Como prevenir os problemas cardíacos?

Há questões genéticas, claro. Se a pessoa tem pai e avô que infartaram precocemente, a mensagem também é que busquem o check-up mais cedo. Mas os hábitos do dia a dia são fundamentais. Exercícios físicos aumentam a expectativa de vida. Não fumar, idem. É preciso controlar a pressão, o diabetes, o colesterol, a obesidade, a qualidade de sono, o estresse. Estudos mostram que estar com amigos, ter aquela confraria, aquele convívio com pessoas na família, traz bem-estar e faz com que as pessoas vivam mais. É um estudo da Universidade de Harvard. 

Como está o Brasil em relação a outros países em número de transplantes?

Temos mais de 40 mil brasileiros em fila de espera de transplantes em geral. A maioria esperando o rim. Hoje, reiterando, 450 brasileiros esperam um transplante de coração. Precisamos de uma logística melhor, captação mais efetiva, com mais doações com o aceite das famílias. Necessitamos abrir mais centros de transplante em regiões ainda carentes e continuar o apoio governamental do SUS. Importante também é incentivar a iniciativas de empresários, que auxiliem em fretamentos de aviões que, por vezes, ficam ociosos nos hangares. 

O brasileiro é solidário?

Sim. A gente sempre acha que podia ser mais, mas acredito que o brasileiro é solidário, tem compaixão, um entendimento de quanto pode ajudar o próximo.
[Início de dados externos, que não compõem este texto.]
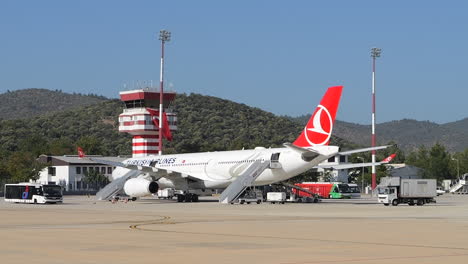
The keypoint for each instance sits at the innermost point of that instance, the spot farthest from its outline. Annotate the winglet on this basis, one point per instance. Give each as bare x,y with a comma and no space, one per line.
81,153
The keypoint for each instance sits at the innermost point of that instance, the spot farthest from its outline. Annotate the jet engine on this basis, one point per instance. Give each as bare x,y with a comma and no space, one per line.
138,187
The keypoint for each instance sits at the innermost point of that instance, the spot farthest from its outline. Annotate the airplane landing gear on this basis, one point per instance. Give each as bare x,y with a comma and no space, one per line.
188,198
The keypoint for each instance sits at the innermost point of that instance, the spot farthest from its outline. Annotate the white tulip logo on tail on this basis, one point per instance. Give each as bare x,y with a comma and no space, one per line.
320,125
319,132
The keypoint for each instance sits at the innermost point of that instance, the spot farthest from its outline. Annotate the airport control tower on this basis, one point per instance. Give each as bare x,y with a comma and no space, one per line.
137,121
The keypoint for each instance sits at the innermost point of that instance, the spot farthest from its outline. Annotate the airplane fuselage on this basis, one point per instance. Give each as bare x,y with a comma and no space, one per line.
211,170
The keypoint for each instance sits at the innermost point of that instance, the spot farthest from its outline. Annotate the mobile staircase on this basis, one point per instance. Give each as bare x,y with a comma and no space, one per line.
238,186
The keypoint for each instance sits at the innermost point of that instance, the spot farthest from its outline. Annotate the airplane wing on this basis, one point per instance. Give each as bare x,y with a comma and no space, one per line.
115,186
348,152
357,165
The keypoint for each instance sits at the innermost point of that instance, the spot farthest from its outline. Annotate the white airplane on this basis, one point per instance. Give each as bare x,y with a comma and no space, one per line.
230,170
356,165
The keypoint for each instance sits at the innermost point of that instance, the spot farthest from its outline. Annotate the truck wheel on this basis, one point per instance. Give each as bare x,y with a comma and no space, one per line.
180,198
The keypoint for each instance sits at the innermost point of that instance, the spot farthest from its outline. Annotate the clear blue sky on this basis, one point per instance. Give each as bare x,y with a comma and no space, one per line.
279,56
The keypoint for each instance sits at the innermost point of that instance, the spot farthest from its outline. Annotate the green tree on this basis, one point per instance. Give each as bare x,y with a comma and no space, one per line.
23,166
434,162
91,145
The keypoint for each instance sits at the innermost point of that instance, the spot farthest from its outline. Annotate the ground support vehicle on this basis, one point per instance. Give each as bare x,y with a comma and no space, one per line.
331,190
354,190
33,193
251,196
395,190
276,197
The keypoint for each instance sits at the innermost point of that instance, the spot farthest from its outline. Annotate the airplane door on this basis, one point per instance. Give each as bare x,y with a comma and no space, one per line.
215,172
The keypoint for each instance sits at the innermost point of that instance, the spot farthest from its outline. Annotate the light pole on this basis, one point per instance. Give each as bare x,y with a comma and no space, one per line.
458,167
375,53
164,36
362,175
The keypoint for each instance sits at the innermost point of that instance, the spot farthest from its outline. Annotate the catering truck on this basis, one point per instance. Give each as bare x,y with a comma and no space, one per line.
332,190
395,190
33,193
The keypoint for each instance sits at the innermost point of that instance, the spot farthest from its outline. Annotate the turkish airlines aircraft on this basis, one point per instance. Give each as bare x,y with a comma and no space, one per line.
357,165
138,177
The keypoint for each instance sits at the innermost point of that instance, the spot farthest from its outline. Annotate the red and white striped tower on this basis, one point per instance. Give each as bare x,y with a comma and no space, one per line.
164,36
137,121
375,53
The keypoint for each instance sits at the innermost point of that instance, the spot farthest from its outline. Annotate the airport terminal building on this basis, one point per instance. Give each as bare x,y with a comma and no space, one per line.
69,170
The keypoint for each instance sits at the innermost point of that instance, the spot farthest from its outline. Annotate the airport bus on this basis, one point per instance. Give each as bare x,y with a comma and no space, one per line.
33,193
332,190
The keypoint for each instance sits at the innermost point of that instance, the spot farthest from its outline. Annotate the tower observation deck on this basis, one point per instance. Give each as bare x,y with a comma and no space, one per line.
137,121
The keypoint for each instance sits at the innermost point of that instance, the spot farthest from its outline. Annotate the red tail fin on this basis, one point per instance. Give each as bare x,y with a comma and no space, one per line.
81,153
319,128
389,158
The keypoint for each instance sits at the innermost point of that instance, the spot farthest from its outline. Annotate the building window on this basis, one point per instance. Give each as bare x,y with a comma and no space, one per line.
51,171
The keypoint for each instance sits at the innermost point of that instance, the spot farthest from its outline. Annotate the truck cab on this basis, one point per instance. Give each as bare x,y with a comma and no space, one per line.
387,195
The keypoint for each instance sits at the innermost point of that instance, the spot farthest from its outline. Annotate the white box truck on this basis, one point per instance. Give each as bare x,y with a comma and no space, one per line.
395,190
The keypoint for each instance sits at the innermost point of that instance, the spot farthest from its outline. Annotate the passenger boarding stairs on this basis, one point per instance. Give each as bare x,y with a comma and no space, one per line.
238,186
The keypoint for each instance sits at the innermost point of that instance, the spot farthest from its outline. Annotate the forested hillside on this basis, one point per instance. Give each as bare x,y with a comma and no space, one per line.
204,124
33,102
408,134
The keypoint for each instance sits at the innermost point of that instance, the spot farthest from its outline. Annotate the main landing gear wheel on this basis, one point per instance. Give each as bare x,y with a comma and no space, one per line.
188,198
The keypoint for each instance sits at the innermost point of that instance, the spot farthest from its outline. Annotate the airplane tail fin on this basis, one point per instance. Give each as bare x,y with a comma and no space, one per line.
81,153
389,158
319,128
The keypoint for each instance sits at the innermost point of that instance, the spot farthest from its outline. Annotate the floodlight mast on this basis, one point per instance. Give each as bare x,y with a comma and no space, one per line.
375,53
164,36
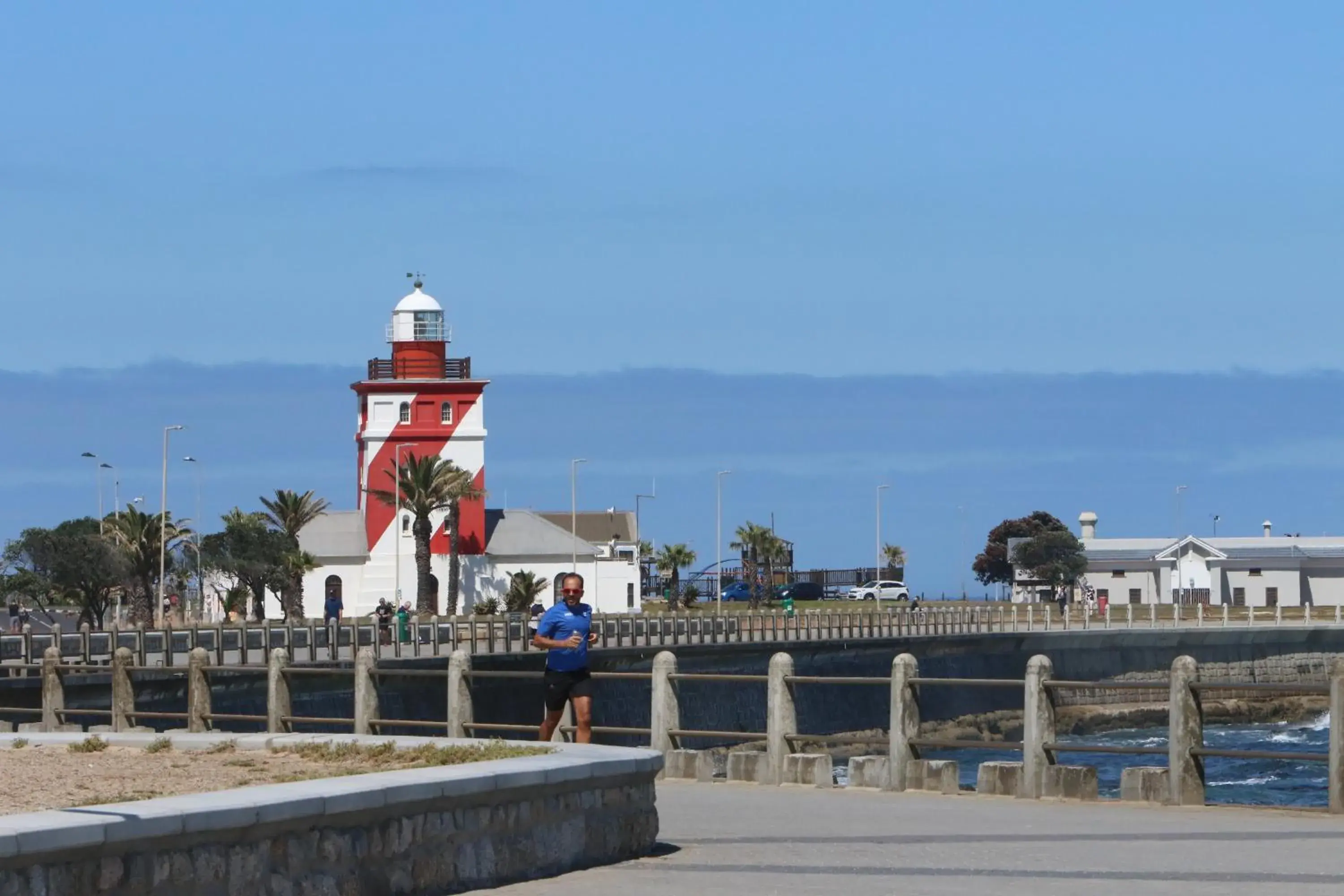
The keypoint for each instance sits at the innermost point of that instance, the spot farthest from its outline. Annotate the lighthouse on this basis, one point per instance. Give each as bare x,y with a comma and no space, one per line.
418,402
Isso se reflete no fato de o Brasil ser um dos países que mais transplantes fazem no mundo.

O que pode vir em tecnologia nos próximos anos para revolucionar ainda mais a medicina?

A tecnologia e a inovação são muito importantes na área da cardiologia e, em especial, no transplante. Para a captação de órgãos, por exemplo, já existem, nos Estados Unidos e na Europa, aparelhos portáteis que aumentam o tempo de isquemia do coração. Eles bombam o órgão. Assim, o prazo de quatro horas pode ser estendido para dez horas. Em um país do tamanho do Brasil, essas máquinas – que infelizmente ainda custam muito caro – são providenciais. Outra evolução é a possibilidade de fazer diagnósticos de rejeição com métodos menos invasivos, sem precisar de biópsia do coração. Hoje o exame de sangue Cell-Free DNA mostra se o paciente está rejeitando ou não o novo órgão. Há também novos remédios com menos efeitos colaterais. A área do transplante está em profunda transformação. 
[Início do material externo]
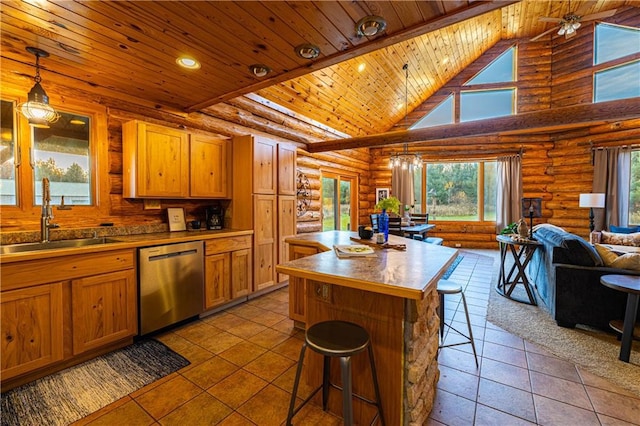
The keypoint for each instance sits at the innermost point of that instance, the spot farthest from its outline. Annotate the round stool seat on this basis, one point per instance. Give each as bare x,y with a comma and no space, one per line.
447,287
337,338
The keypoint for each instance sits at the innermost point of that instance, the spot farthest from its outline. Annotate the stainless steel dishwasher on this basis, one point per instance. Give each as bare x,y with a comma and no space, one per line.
171,284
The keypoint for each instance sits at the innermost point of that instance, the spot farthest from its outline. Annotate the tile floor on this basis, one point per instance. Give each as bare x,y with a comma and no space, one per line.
243,364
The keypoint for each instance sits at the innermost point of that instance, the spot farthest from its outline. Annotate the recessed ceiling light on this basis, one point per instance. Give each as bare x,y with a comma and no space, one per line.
188,62
370,26
259,70
307,51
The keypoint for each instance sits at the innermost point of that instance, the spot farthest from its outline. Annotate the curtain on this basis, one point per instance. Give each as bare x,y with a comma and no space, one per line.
612,177
402,187
509,191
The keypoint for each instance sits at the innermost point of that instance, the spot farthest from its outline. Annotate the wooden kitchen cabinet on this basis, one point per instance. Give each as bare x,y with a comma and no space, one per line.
297,287
209,176
227,270
156,161
32,329
104,309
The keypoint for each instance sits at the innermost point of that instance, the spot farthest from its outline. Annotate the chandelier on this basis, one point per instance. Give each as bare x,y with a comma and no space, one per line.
37,109
404,159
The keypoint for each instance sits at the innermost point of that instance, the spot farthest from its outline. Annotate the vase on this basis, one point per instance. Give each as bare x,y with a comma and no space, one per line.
383,224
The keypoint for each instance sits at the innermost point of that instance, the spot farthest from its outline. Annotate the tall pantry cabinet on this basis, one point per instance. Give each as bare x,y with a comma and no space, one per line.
264,200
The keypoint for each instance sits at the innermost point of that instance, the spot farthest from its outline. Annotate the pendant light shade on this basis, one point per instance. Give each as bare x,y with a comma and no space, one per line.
37,109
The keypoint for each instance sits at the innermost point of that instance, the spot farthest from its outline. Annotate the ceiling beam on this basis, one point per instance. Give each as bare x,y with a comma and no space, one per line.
546,120
474,9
Fale mais sobre o papel do Einstein na parceria público-privada.

Nosso hospital está numa posição de liderança na América Latina. Em vários rankings, ele desponta como o melhor da América Latina, o mais inovador. Queremos levar uma gota do Einstein para cada brasileiro, em várias regiões do país. Em São Paulo, administramos vários hospitais públicos, como o Hospital do M’Boi Mirim, muito importante numa região bastante carente. Também o Vila Santa Catarina, hoje um centro oncológico, inclusive com cirurgias robóticas para o SUS. Abrimos ainda parcerias com governos de outros estados. Administramos o Hospital Ortopédico da Bahia, o Hospital de Aparecida de Goiânia, com resultados espetaculares. Essa é uma marca do Einstein, da responsabilidade social, da parceria público-privada. O Einstein cresce fora dos muros do Morumbi e de suas unidades avançadas pela cidade de São Paulo. É um sistema de saúde que também se preocupa em ensinar e formar profissionais. 

Como assim?

Temos a Escola de Enfermagem, a Faculdade de Medicina, a Faculdade de Fisioterapia, de Psicologia, de Odontologia, de Administração Hospitalar. Oferecemos cursos de gestão, de pós-graduação. A pesquisa do hospital também avança muito. O Einstein teve um papel importante em estudos de covid publicados nas principais revistas do mundo. Hoje, o nosso Centro de Pesquisa é um Academic Research Organization, faz estudos multicêntricos, em parceria com instituições internacionais. Já o Eretz.bio é a Unidade de Inovação, em parceria com as startups. No mais, muita gente imagina que o Einstein só atua como um hospital de elite. Não é assim. Temos mais leitos em parceria com o SUS do que uma área exclusivamente privada.